The patient complains of severe stenosis of the upper respiratory tract and was suffering to take a breath accompanied by a type of strider.
The Pulmonary and Chest Department at Al-Ahli Hospital received a rare case of a 38-year-old Canadian woman, who visited the Pulmonary and Chest Department at Al-Ahli Hospital, after her health condition deteriorated, fatigue got her, and she was complaining of dyspnoea that is constantly associated with her, as a result of “asthma” disease of which she was diagnosed five years ago.
She has followed treatments since that time because of this disease until she decided to come to the Pulmonary and Chest Department at Al-Ahli Hospital, which was able to diagnose the disease with accurate ways, and discovered what the patient complained of, and succeeded in determining the feasible treatment that relieved her of dyspnoea, which was getting worse every so often. Dr. Hassan Sawaf, Consultant and Head of the Pulmonary and Chest Department at Al-Ahli Hospital, spoke about this patient, her condition and how she was treated.
Dr. Sawaf confirmed that the medications and treatments that the patient had been using for five years had no effect or good results and benefit on her condition and health. On the contrary, her condition was getting worse every so often. As a result, she went to see a doctor, consulted a number of her friends, and she was advised to go to the Pulmonary and Chest Department at Al-Ahli Hospital.
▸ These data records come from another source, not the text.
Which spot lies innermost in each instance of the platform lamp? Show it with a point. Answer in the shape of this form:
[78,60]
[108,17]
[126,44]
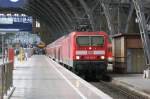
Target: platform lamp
[2,42]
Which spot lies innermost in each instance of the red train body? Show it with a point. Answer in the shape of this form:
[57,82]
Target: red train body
[83,51]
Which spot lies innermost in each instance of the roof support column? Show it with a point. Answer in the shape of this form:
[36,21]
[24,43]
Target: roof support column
[138,4]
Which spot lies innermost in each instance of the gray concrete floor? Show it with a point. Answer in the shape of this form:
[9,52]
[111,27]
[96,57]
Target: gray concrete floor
[135,81]
[41,78]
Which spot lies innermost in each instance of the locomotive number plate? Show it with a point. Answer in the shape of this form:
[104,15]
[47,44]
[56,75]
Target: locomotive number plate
[90,52]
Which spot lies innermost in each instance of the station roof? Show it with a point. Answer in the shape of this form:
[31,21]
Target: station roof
[66,15]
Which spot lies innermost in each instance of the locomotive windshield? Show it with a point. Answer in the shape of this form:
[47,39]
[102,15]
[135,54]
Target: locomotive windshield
[90,40]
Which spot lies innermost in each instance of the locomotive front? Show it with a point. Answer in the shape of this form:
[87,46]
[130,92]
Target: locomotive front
[91,52]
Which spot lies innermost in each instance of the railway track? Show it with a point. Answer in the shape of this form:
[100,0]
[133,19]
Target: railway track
[117,92]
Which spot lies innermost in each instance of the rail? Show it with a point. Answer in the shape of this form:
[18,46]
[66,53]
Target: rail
[6,78]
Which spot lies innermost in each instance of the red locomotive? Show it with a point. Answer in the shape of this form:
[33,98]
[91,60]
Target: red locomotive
[85,52]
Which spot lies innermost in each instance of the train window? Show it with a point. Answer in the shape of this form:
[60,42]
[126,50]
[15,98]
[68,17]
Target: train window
[83,40]
[97,40]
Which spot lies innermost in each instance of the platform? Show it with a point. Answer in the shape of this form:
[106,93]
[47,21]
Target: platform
[41,78]
[134,82]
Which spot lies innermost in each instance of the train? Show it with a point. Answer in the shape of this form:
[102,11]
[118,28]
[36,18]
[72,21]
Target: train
[86,53]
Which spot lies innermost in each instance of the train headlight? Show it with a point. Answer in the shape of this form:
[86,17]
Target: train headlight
[77,57]
[102,57]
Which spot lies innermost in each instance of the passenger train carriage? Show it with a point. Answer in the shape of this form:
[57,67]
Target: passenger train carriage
[85,52]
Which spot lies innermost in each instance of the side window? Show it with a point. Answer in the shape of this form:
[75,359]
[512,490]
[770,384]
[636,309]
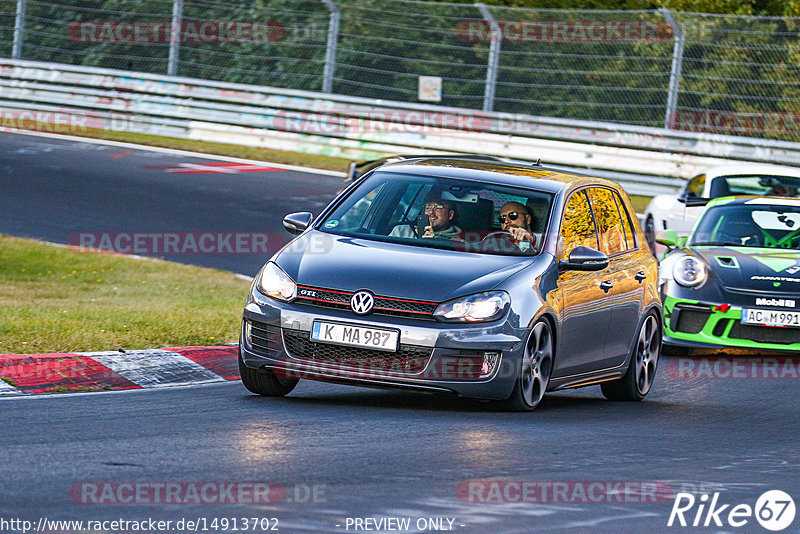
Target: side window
[696,185]
[630,237]
[577,227]
[609,226]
Dr. Hassan Sawaf added: “As soon as I had checked out the patient, a set of rapid and systematic plan and examinations were performed, including breath testing, images and radiology tests that showed severe stenosis of the respiratory tract, especially the upper ones. As a result, a CT scan of the neck and chest was immediately performed, where it was suspected that something, which might be organic, was blocking the respiratory tract. Although her general condition upon arrival was acceptable, she was suffering to take the breath, and her breathing was accompanied by a kind of syrigmophonia.
On the stages of her treatment, he said: “After a rapid and bronchoscopy was performed within two days, it became clear that there was almost entirely obstruction in the main trachea through which the human being is breathing, which is known also as “windpipe”, and she had only a small hole of 2 mm length that allowed her to breathe.
As a result, we encountered difficulty during the bronchoscopy process, because this hole might be obstructed at any moment, which might lead to serious complications to the patient. Based on what we discovered through various diagnostic processes, we coordinated directly for Tracheal Surgery.
Immediately after surgery, she became normal, breathing much better than before and didn’t need her previous treatment anymore.